Plasma was stored at −20°C until assay. CCL2 plasma level measurements were assayed by the enzyme-linked immunosorbent assay (ELISA) Proteasome inhibitor using the commercially available Quantikine assay system (R&D Systems, Abingdon, UK). This assay had a sensitivity of 5 pg/ml. A snap-frozen fragment of each liver biopsy was stored at −80°C.

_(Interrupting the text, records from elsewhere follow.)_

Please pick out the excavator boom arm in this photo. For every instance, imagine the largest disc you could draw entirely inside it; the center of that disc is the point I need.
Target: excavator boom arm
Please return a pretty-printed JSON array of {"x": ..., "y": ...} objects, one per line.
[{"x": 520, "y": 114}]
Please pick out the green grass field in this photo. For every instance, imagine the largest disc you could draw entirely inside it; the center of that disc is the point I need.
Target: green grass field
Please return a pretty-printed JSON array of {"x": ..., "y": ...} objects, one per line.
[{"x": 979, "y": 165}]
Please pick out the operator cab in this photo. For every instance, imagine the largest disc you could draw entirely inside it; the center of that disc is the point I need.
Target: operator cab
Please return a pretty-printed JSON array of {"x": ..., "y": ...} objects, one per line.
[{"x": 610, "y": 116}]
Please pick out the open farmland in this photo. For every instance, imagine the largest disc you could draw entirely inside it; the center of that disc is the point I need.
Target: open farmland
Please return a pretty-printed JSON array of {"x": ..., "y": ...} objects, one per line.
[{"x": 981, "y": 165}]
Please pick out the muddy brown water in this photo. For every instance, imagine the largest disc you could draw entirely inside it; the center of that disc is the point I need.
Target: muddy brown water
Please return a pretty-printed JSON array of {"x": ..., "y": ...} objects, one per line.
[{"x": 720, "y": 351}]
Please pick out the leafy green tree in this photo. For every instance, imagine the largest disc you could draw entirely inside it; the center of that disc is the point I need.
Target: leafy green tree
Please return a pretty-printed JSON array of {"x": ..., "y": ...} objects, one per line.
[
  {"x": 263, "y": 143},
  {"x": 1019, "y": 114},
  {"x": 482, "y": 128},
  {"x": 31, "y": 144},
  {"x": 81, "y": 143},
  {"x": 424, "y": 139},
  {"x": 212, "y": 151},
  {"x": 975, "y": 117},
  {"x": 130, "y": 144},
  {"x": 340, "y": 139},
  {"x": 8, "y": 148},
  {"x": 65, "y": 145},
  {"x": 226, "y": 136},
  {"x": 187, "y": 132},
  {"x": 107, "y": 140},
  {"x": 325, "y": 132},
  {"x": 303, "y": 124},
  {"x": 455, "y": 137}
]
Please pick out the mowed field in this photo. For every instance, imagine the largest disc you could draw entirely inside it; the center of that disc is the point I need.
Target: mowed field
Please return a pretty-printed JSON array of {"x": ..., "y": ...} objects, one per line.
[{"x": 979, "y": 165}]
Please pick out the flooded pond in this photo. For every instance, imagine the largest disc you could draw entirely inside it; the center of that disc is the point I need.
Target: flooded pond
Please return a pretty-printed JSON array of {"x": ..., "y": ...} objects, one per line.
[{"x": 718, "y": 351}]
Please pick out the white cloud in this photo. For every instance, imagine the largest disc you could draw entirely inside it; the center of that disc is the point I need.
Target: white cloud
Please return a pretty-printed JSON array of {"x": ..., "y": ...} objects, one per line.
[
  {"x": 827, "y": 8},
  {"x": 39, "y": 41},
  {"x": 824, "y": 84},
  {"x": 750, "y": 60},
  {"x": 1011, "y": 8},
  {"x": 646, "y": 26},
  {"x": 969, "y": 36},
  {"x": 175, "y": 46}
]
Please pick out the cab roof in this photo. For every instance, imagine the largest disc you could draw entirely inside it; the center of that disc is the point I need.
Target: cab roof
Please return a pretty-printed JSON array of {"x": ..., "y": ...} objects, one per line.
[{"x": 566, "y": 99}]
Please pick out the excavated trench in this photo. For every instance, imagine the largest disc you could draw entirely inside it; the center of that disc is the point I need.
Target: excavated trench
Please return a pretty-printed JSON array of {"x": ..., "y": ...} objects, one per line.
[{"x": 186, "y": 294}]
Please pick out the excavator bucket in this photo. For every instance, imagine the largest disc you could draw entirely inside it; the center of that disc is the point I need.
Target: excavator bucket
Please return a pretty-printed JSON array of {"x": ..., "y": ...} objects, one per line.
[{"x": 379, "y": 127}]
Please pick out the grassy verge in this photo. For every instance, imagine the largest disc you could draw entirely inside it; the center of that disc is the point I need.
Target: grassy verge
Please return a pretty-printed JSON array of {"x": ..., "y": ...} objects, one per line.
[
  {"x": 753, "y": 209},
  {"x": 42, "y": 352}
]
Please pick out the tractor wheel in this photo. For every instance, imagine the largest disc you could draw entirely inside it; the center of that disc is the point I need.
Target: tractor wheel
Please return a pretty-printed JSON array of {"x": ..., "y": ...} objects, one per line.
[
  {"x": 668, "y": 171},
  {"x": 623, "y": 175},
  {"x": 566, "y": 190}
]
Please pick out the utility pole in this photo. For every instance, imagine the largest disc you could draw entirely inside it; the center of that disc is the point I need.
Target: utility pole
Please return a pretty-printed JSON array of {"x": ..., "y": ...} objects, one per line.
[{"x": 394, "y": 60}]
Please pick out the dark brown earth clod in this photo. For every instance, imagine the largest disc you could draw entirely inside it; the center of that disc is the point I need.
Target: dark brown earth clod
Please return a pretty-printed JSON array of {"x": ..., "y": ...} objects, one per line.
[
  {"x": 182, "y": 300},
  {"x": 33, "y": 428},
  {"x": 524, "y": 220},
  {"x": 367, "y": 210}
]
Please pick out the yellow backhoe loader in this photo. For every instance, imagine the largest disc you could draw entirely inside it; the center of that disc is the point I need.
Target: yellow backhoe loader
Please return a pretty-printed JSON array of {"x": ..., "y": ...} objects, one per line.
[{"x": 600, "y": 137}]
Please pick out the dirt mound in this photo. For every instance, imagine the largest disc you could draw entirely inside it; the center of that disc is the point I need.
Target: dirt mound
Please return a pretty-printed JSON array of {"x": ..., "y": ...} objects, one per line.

Snap-frozen liver biopsies were crushed with a MagNalyser (Roche Diagnostics, Vilvoorde, Belgium). PolyA-mRNA was extracted using Magnapure (Roche Diagnostics) according to the manufacturer’s instructions, including DNase treatment. RNA was quantified using a Lightcycler 480 system (Roche Diagnostics) with a one-step quantitative reverse transcription–polymerase chain reaction (qRT–PCR). Hypoxanthine–guanine phosphoribosyltransferase (HPRT) was used as a housekeeping gene. Primers and probes were designed with primer 3 software (Whitehead Institute for Biomedical Research, Cambridge, MA, USA): CCL2 sense 5′-ACTTCACCAATAGGAAG ATCTCAGT-3′; anti-sense 5′-TGAAGATCACAGCTTCTTTGG-3′; probe 5′-(6Fam)-TCGGGAGCTATAGAAGAATCACCAGCA-(Tamra)-3′; IL-8 sense 5′-CTCTCT TGGCAGCCTTCCT-3′; anti-sense 5′-TCTAAGTTCTTTAGCACTCCTTGG-3′; probe 5′-(6Fam)-TCTGCAGCTCTGTGTGAAGGTGCA-(Tamra)-3′. GSK458 research buy Copy numbers were calculated as described previously [19]. Paraffin-embedded liver biopsy sections were stained with haematoxylin and eosin

and Sirius red. AH was defined by the presence of hepatocytes with ballooning degeneration with or without Mallory’s hyaline surrounded by polymorphonuclear leucocytes [17,18]. Paraffin-embedded formalin-fixed liver biopsies were deparaffinized in xylene and rehydrated in graded alcohol and water. Tissue slides were incubated with monoclonal anti-myeloperoxidase (MPO) (clone 59A5, 1/200; Leica-Ménarini, Florence, Italy), anti-CD3 (clone PS1, 1/300; Leica-Ménarini) and anti-CD68 (clone KP1,1/1000; Dako, Glostrup, Denmark) antibodies for detection of neutrophils, T lymphocytes and macrophages, respectively. Diaminobenzidine (DAB) (Dako) was used as chromogen. Immunohistochemistry for IL-17 was performed as described previously [20]. The numbers of positive cells for different staining were counted by two independent Astemizole investigators

(D.D, L.V.) in a blinded manner on 20 fields per sample (original magnification ×400). Granulocyte pellets obtained after a Ficoll gradient of blood from ALD patients were depleted of erythrocytes by hypotonic saline lysis (NH4CL 15 mM, NaHCO310 mM, ethylenediamine tetra-acetic acid 0·1 mM, pH 7·4). Neutrophils were identified by their light-scattering properties and expression of CD15 and CD16. Surface staining was performed with phycoerythrin-labelled anti-CD15, fluorescein-isothiocyanate-labelled anti-CD16 and Alexa fluor-647-labelled anti-CCR2 (clones HI98, 3G8 and 48607, respectively; BD Biosciences, Erembodegem, Belgium) mouse anti-human antibodies. Cell analysis by flow cytometry was performed using FACScalibur (BD Biosciences).